I have no doubt it would be a hit with consumers. Tuesday nights out would become "a thing" for the price sensitive. That's good for everyone.

3 comments

I was pretty impressed with the low tech solution in the article. I thought of the same thing as you at first, digital menus online, or on the table, or.. digital paper menus.

They instead just offer a discount up front. 10-30% if you book a particlular time. So most everyone except the fractional multiplier afraid will know how to adjust the prices on the fly.

as an aside - many cheap places that I end up at have menus posted outside for the foot trafic, that may be the perfect place to replace it with a digital sign for dynamic pricing.

Agreed. There are low tech ways to achieve a similar result. But operators, servers and managers absolutely loathe anything that changes their steps of service.

The winning solution will be completely transparent to their current workflow, and will also be seamless to the customer. Until this happens I don't think we'll see widespread adoption of new pricing strategies.

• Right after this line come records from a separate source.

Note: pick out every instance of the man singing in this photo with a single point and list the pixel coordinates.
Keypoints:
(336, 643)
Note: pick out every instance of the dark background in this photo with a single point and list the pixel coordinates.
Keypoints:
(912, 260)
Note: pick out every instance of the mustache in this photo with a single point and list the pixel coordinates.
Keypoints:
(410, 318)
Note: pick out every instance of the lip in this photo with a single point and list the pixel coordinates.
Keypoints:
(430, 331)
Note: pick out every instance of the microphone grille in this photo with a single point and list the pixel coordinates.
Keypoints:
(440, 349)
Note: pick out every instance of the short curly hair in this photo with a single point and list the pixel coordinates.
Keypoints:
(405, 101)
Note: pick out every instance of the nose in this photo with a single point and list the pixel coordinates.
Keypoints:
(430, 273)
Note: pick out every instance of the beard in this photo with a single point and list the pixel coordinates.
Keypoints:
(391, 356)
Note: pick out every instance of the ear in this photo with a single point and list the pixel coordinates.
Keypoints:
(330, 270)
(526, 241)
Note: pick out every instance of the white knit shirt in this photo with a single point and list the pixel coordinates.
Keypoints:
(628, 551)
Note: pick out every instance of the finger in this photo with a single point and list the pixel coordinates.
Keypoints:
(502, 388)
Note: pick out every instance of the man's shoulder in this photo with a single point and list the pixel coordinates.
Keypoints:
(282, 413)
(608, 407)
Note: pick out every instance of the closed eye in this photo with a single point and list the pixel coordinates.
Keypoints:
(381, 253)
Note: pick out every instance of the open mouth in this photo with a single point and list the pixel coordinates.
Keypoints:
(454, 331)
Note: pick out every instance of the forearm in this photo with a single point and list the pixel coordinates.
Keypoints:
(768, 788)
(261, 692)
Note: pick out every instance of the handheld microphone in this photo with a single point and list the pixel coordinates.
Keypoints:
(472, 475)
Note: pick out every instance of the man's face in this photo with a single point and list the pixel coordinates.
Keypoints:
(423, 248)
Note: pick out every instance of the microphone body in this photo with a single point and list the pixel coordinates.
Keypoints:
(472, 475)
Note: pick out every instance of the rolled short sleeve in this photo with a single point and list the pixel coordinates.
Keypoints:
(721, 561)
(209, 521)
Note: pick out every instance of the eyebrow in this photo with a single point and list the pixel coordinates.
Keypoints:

For instance, a pricing increase when many/most seats are filled is probably best way to discriminate in a restaurant. Sophisticated pricing strategies like those could become commonplace with digital menus, and the staff wouldn't have to think about it - but they would see the effect in their tip total.

I'd imagine that making easily-printed menus that are weekday/weekend prices (only two ways to discriminate) would be the way to go immediately.

One way to go that would be interesting is to remove the prices all together, and do a prix fixe menu, with the price variable depending on when you get there (have a chalkboard or a waiter tell you upon arrival). This would be low cost to implement, and certainly something worth investigating if you're a high-end restaurant.

Different menus for lunch vs dinner vs weekend brunch?

Chalkboard menus?

"Market price"?

Gosh, what will the next innovation be?

Vouchering is a type of price discrimination http://en.wikipedia.org/wiki/Price_discrimination

If I drop my prices from $30 to $20 and sell out 200 seats, I've made $4000. If I fill 100 seats with walk-in customers at $30 and 100 with voucher customers at $20, I've made $5000.